Battle of Dunbar prisoners died of 'refeeding' not starvation
AN AMATEUR historian has forced the Encyclopedia Britannica to revise their account of one of the bloodiest episodes in Scottish history - exonerating an English nobleman from killing thousands of Scots.
At the Battle of Dunbar in 1650, Oliver Cromwell defeated a Scots army loyal to Charles II, killing some 3,000 and taking 10,000 prisoners.
The established account is that Sir Arthur Hesilrige - Crowell’s lieutenant - led the prisoners on a death march to Durham Cathedral, where he let them freeze and starve.
3,500 prisoners of war were estimated to have been killed on the march and during their following imprisonment.
But now a Berwickshire historian has convinced authors of the oldest English-language encyclopedia that the captured Scots actually died because Hesilrige fed, rather than starved them.
Berwickshire historian Laurie Pettitt, 67, has said the Scots soldiers likely died from “refeeding syndrome” - caused by the body reacting in shock to eating after a period of malnutrition.

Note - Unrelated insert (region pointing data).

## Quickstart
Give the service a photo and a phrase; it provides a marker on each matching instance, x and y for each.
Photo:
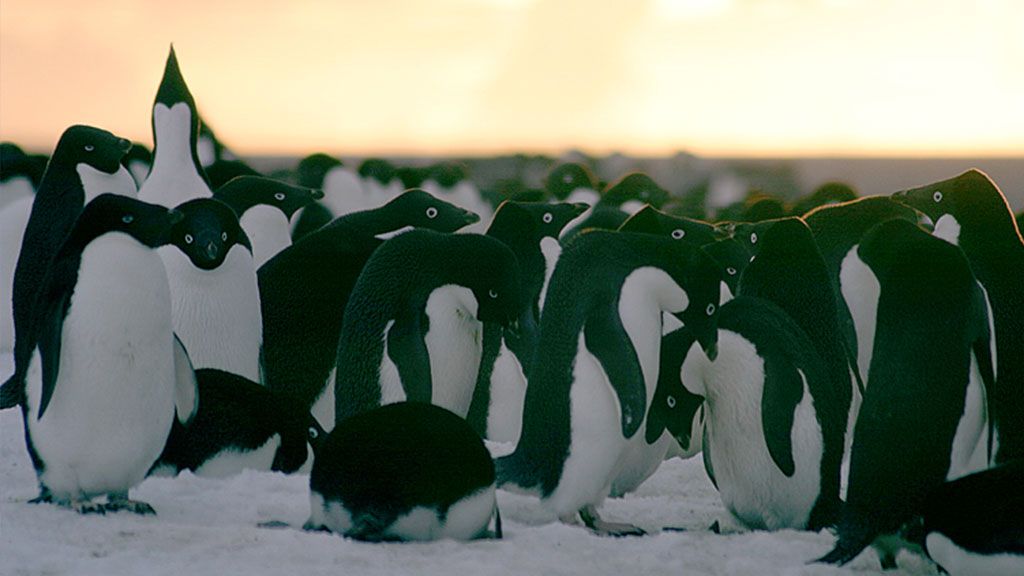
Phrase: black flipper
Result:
(607, 340)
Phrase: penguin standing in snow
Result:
(496, 412)
(596, 366)
(265, 207)
(95, 417)
(85, 163)
(214, 291)
(412, 327)
(403, 471)
(240, 425)
(176, 174)
(923, 418)
(305, 288)
(971, 212)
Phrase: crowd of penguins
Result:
(857, 366)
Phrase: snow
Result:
(211, 526)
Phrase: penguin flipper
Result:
(606, 339)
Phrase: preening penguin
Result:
(596, 366)
(923, 419)
(403, 471)
(95, 417)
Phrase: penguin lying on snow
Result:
(86, 162)
(240, 424)
(97, 418)
(923, 418)
(403, 471)
(596, 366)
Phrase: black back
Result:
(305, 287)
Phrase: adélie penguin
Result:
(214, 291)
(85, 163)
(970, 211)
(596, 366)
(403, 471)
(923, 419)
(305, 288)
(413, 324)
(265, 207)
(95, 417)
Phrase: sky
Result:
(712, 77)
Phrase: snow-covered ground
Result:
(211, 527)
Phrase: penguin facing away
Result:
(304, 290)
(240, 424)
(596, 367)
(265, 207)
(923, 419)
(96, 419)
(85, 163)
(403, 471)
(214, 291)
(971, 211)
(412, 327)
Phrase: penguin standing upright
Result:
(264, 207)
(85, 163)
(596, 365)
(214, 291)
(924, 413)
(971, 212)
(412, 327)
(176, 174)
(96, 418)
(305, 288)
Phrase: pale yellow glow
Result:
(742, 77)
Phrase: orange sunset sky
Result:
(717, 77)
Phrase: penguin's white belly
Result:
(596, 438)
(217, 313)
(508, 393)
(268, 232)
(232, 461)
(960, 562)
(751, 485)
(454, 344)
(112, 407)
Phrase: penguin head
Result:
(418, 208)
(92, 147)
(243, 193)
(208, 232)
(564, 178)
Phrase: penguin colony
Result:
(347, 325)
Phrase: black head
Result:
(208, 232)
(421, 209)
(96, 148)
(243, 193)
(568, 176)
(651, 220)
(636, 187)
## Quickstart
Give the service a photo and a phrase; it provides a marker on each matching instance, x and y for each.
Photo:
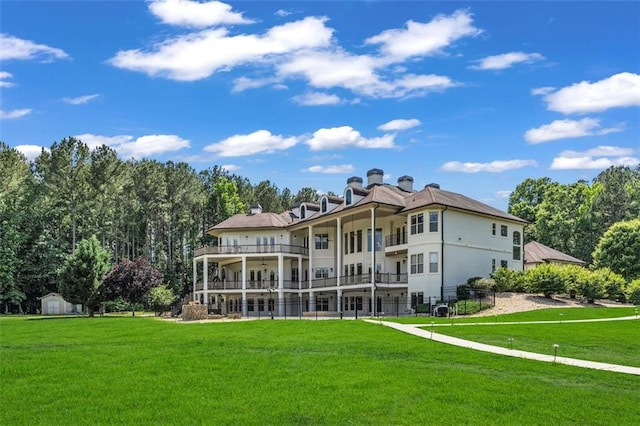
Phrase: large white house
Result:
(379, 248)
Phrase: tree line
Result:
(572, 218)
(161, 212)
(135, 208)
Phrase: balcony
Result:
(397, 239)
(252, 249)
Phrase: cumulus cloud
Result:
(598, 158)
(492, 167)
(316, 98)
(3, 79)
(618, 91)
(13, 114)
(506, 60)
(399, 124)
(564, 129)
(342, 168)
(197, 55)
(128, 146)
(188, 13)
(346, 137)
(424, 39)
(16, 48)
(81, 99)
(261, 141)
(30, 151)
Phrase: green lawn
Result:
(148, 371)
(616, 342)
(550, 314)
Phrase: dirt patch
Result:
(507, 303)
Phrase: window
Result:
(322, 272)
(516, 253)
(433, 261)
(417, 299)
(322, 241)
(433, 222)
(378, 241)
(417, 263)
(417, 224)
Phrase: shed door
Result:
(53, 307)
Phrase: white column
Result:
(339, 250)
(311, 252)
(243, 301)
(205, 275)
(195, 278)
(373, 245)
(281, 305)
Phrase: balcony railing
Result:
(396, 239)
(249, 249)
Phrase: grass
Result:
(549, 314)
(614, 342)
(148, 371)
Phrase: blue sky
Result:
(476, 96)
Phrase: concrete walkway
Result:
(428, 334)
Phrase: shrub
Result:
(633, 292)
(470, 307)
(613, 284)
(546, 279)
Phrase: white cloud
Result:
(492, 167)
(542, 90)
(506, 60)
(261, 141)
(196, 14)
(316, 98)
(618, 91)
(128, 146)
(399, 124)
(30, 151)
(16, 48)
(343, 168)
(423, 39)
(564, 129)
(230, 167)
(3, 77)
(81, 99)
(197, 55)
(591, 163)
(282, 13)
(16, 113)
(345, 137)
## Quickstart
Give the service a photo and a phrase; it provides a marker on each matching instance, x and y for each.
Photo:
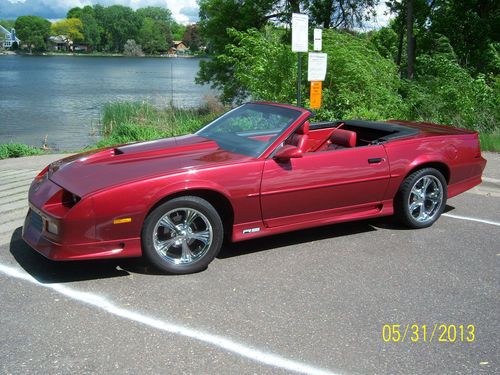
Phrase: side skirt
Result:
(256, 229)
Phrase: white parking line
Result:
(243, 350)
(472, 219)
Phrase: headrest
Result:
(343, 137)
(303, 129)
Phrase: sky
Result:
(183, 11)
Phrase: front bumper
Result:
(35, 234)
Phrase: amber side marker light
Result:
(122, 220)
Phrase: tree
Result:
(217, 16)
(154, 36)
(333, 14)
(33, 31)
(177, 30)
(91, 30)
(70, 27)
(8, 24)
(157, 14)
(131, 48)
(410, 40)
(472, 27)
(120, 24)
(192, 37)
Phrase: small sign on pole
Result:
(318, 39)
(316, 66)
(300, 28)
(315, 95)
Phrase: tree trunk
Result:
(401, 32)
(410, 69)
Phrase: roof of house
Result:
(59, 39)
(9, 33)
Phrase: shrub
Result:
(444, 92)
(15, 150)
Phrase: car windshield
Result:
(250, 128)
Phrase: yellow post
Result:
(315, 95)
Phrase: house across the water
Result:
(8, 38)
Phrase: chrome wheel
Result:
(182, 236)
(425, 199)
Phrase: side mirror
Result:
(287, 152)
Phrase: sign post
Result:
(315, 96)
(316, 74)
(318, 39)
(300, 28)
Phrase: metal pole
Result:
(299, 78)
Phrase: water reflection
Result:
(62, 97)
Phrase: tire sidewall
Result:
(404, 195)
(152, 219)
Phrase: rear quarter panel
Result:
(459, 153)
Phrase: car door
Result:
(323, 184)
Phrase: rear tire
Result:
(182, 235)
(421, 198)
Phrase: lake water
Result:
(61, 97)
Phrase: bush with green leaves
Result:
(359, 82)
(446, 93)
(263, 65)
(15, 150)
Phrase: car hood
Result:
(89, 172)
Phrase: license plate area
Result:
(36, 221)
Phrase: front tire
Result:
(421, 198)
(182, 235)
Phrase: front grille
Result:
(36, 221)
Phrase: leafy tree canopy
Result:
(70, 27)
(33, 31)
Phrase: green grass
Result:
(490, 142)
(15, 150)
(125, 122)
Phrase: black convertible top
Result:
(386, 130)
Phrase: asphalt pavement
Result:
(313, 301)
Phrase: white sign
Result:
(316, 66)
(300, 28)
(318, 39)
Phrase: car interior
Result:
(329, 136)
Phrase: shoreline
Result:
(77, 54)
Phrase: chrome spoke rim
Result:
(425, 199)
(182, 236)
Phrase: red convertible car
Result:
(258, 170)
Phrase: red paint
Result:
(318, 188)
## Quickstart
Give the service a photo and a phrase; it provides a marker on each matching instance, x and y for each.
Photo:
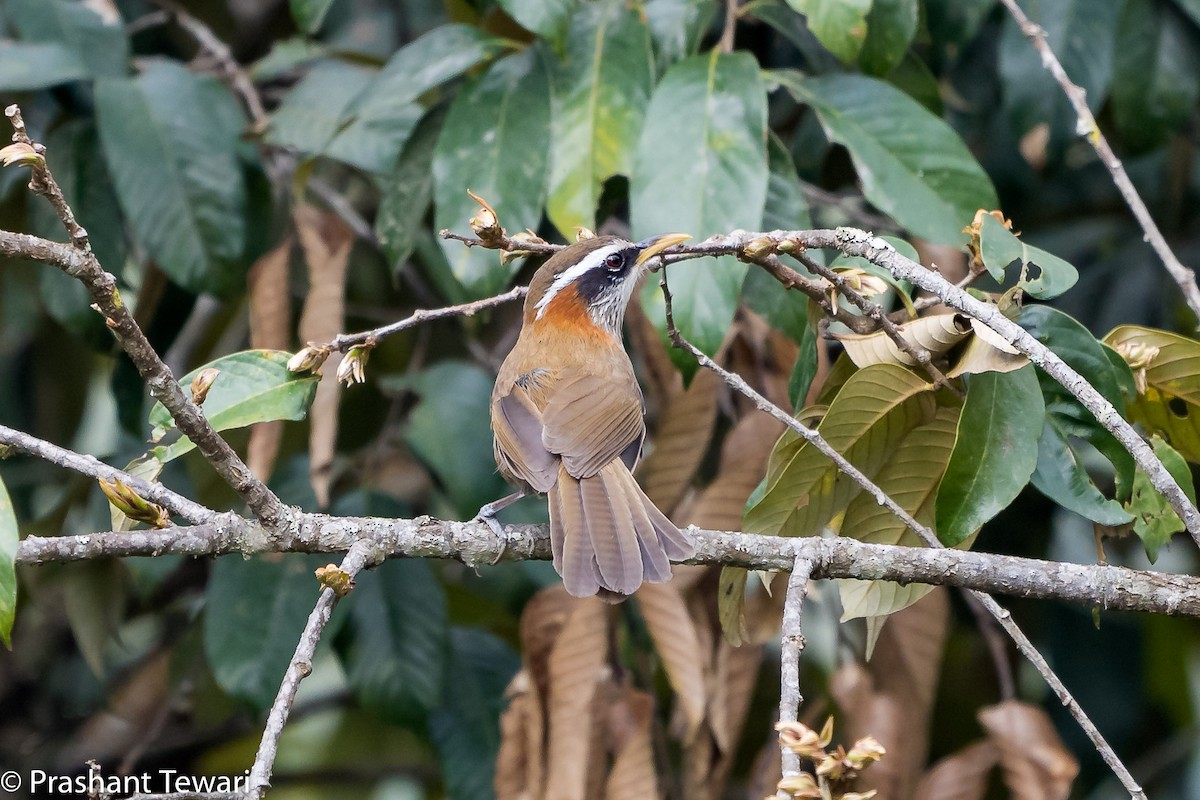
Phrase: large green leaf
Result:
(466, 728)
(912, 164)
(871, 414)
(839, 24)
(1081, 34)
(396, 641)
(252, 386)
(255, 611)
(408, 192)
(702, 168)
(911, 477)
(495, 143)
(891, 26)
(171, 138)
(995, 452)
(102, 47)
(378, 120)
(10, 536)
(1156, 80)
(600, 86)
(1000, 248)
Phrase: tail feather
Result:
(607, 536)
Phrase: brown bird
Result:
(568, 421)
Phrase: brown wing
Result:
(517, 426)
(588, 421)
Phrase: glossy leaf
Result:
(252, 386)
(103, 48)
(839, 24)
(702, 168)
(871, 414)
(912, 164)
(1155, 519)
(891, 26)
(1000, 248)
(600, 88)
(911, 477)
(995, 451)
(395, 656)
(493, 143)
(10, 536)
(255, 611)
(1156, 79)
(171, 138)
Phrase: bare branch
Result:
(1087, 127)
(90, 465)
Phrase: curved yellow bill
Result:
(655, 245)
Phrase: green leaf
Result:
(600, 89)
(252, 386)
(1062, 476)
(171, 138)
(995, 452)
(25, 66)
(10, 537)
(450, 431)
(1000, 248)
(310, 13)
(1081, 34)
(396, 641)
(839, 24)
(408, 192)
(103, 48)
(495, 143)
(912, 164)
(701, 168)
(378, 120)
(547, 18)
(891, 26)
(1155, 521)
(1156, 80)
(871, 414)
(255, 612)
(466, 728)
(911, 477)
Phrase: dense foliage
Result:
(247, 212)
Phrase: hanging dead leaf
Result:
(270, 329)
(1037, 765)
(327, 242)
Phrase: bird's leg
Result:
(487, 515)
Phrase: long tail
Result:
(607, 536)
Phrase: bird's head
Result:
(592, 281)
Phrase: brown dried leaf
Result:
(270, 329)
(891, 698)
(961, 775)
(327, 242)
(676, 639)
(1037, 765)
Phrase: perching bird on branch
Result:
(568, 421)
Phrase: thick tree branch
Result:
(81, 263)
(90, 465)
(1087, 127)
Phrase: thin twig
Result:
(792, 644)
(1087, 127)
(360, 555)
(927, 535)
(343, 342)
(93, 467)
(81, 263)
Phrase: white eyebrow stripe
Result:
(594, 259)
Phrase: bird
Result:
(568, 421)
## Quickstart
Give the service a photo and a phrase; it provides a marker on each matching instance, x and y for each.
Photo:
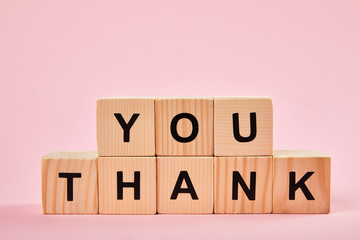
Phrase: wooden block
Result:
(184, 127)
(125, 127)
(243, 184)
(301, 182)
(69, 183)
(243, 126)
(185, 184)
(127, 185)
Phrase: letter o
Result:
(194, 123)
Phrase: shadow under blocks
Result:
(185, 156)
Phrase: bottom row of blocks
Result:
(288, 182)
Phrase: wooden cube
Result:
(125, 127)
(243, 126)
(243, 184)
(184, 127)
(127, 185)
(185, 184)
(69, 183)
(301, 182)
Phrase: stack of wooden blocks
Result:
(186, 156)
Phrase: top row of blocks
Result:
(238, 126)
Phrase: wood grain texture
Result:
(318, 184)
(200, 171)
(167, 109)
(224, 140)
(110, 134)
(85, 189)
(224, 167)
(108, 168)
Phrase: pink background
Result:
(58, 57)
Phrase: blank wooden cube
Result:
(125, 127)
(301, 182)
(184, 127)
(69, 183)
(243, 184)
(127, 185)
(243, 126)
(185, 184)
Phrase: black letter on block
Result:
(236, 130)
(194, 123)
(250, 193)
(70, 183)
(190, 188)
(126, 126)
(300, 184)
(121, 185)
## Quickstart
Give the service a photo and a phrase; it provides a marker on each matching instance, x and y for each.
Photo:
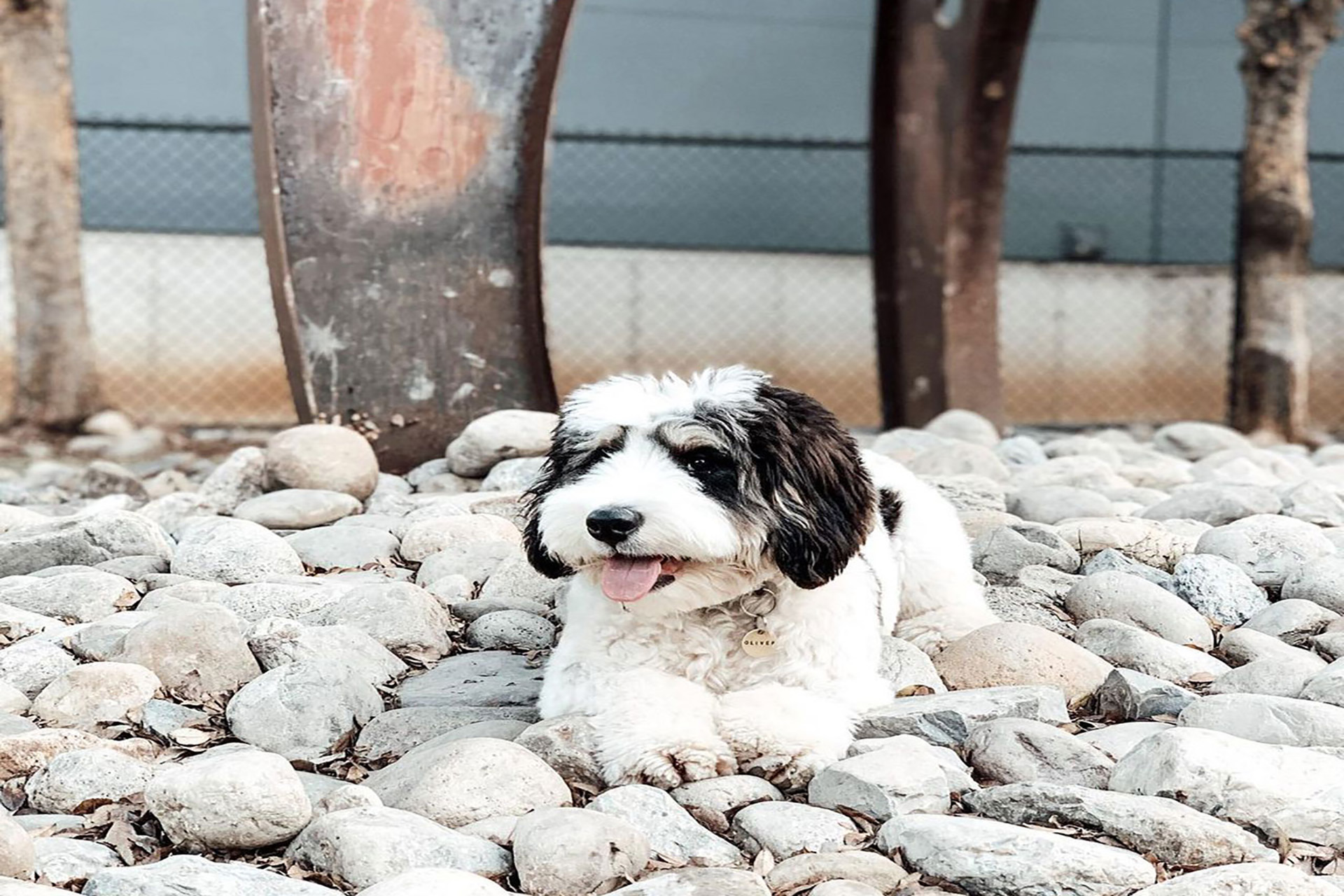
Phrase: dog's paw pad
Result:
(788, 773)
(682, 763)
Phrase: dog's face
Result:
(690, 493)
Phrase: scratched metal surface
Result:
(400, 162)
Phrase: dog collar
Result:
(758, 605)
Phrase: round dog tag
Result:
(758, 643)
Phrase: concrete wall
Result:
(186, 333)
(1139, 74)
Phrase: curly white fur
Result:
(671, 694)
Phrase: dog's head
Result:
(696, 491)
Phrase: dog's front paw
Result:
(934, 630)
(675, 764)
(788, 773)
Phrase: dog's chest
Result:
(707, 648)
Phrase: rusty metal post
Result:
(400, 149)
(942, 102)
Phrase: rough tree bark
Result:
(942, 104)
(57, 383)
(1282, 39)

It was first discovered when Jews and allied soldiers freed from concentration and POW camps began dying after eating, having been underfed for years.
Mr Pettit - a retired engineer - said the prisoners likely died after eating following a long period of starvation, which actually began long before they were taken prisoner by Cromwell.
He said: “The first sign of people dropping dead, according to a letter Hesilrige wrote, was when they were locked overnight in a field of cabbages.
“Initially it was believed that they poisoned themselves but I believe it triggered something called refeeding syndrome.”
“According to Hesilrige, the men had started to recover and put weight on but then they suddenly died.
“This account is similar to that seen in American soldiers who returned from POW camps in Japan.
“They were put on a rich diet and began to recover and put weight on but then they died suddenly.
“We now know this is refeeding syndrome, so poor Hesilrige tried to help the Scots but didn’t stand a chance.”
Mr Pettit contacted the Encyclopedia Britannica with his theory, and received a response from editor John Cunningham.
It reads: “Upon review, one of my colleagues has revised the article to mention Hesilrige’s role in the care of the Scottish prisoners of war after the Battle of Dunbar.”
In Hesilrige’s encyclopedia entry, the portion on the deaths of prisoners now reads: “Some blame the deaths on mistreatment and food poisoning (labeling the event the “Durham Death March”).
“Others suggest that the cause was refeeding syndrome (the rapid initiation of refeeding after a period of undernutrition, which can be fatal).”
The Encyclopedia Britannica dates back to 1768 - when its first volumes were published in Edinburgh.